Sistem ini tetap mempertahankan aliran sungai selama 24 jam, hanya menggunakan bendungan atau tanggul berukuran cukup kecil sebagai penahan atau gerbang air. "Kita hanya pinjam, air sungainya kita diversi sedikit ke sekitar sisi sungai, kita terjunkan ke turbin, kemudian kembalikan lagi pada sistem sungai," ujar Darmawan.
PLTA Poso menyumbang sekitar 10,69 persen dari total bauran energi baru terbarukan atau EBT sistem kelistrikan Sulawesi Bagian Selatan. PLTA Poso menjadi salah satu proyek dengan kapasitas besar, menjadi peaker dan follower di sistem kelistrikan Sulawesi.
Pembangkit ini juga mampu menurunkan biaya produksi listrik sehingga menjadi bukti pengembangan EBT makin kompetitif. Pembangkit ramah lingkungan ini telah terinterkoneksi dengan saluran transmisi 275 kV ke Provinsi Sulawesi Selatan.

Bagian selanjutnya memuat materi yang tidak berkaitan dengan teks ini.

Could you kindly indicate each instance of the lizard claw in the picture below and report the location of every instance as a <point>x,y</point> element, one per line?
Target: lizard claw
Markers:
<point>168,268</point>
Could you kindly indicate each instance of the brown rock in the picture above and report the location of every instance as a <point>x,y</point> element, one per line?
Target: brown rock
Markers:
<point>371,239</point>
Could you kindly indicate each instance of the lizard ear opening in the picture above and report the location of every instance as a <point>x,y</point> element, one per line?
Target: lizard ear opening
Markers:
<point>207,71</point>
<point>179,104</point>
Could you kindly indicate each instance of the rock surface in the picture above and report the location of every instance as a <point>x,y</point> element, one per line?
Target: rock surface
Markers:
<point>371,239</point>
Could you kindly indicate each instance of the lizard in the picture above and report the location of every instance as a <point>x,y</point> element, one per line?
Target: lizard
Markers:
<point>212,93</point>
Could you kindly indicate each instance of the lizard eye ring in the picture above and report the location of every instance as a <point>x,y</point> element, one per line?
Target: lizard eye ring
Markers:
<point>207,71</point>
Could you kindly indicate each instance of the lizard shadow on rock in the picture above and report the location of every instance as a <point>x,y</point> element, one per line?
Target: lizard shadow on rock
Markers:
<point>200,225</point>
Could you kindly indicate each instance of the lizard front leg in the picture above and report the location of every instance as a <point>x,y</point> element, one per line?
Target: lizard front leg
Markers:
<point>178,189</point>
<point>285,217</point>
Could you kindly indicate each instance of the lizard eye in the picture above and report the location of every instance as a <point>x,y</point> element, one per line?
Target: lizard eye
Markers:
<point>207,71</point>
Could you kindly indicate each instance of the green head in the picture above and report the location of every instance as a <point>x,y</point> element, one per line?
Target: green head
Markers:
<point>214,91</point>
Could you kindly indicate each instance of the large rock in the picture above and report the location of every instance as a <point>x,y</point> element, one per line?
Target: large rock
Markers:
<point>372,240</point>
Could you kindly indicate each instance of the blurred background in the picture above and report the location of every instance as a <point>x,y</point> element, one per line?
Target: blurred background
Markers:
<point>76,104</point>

Tak hanya itu, PLTA Poso juga telah tersambung dengan saluran transmisi 150 kV dari pembangkit ke Kota Palu, Sulawesi Tengah.
Adapun PLTA Malea yang berkapasitas 90 MW berada di Tana Roraja, Sulawesi Selatan. Pembangkit ini dikembangkan oleh PT Malea Energy, anak usaha PT Bukaka Teknik Utama yang juga milik Kalla Group. Pengoperasian dua pembangkit ini telah meningkatkan bauran EBT di Pulau Sulawesi mencapai 38,8 persen.
Dewan Penasehat Kalla Grup, Jusuf Kalla menyebut pengerjaan PLTA ini menyerap hingga 2.000 tenaga kerja. Sebanyak 80 persen dari pekerja ini berasal dari warga lokal. "Hanya chief engineer saja yang datang, yang punya pengalaman. Sisanya semuanya dikerjakan oleh anak bangsa. Tingkat Komponen Dalam Negeri (TKDN)-nya juga besar," kata pria yang akrab disapa JK tersebut.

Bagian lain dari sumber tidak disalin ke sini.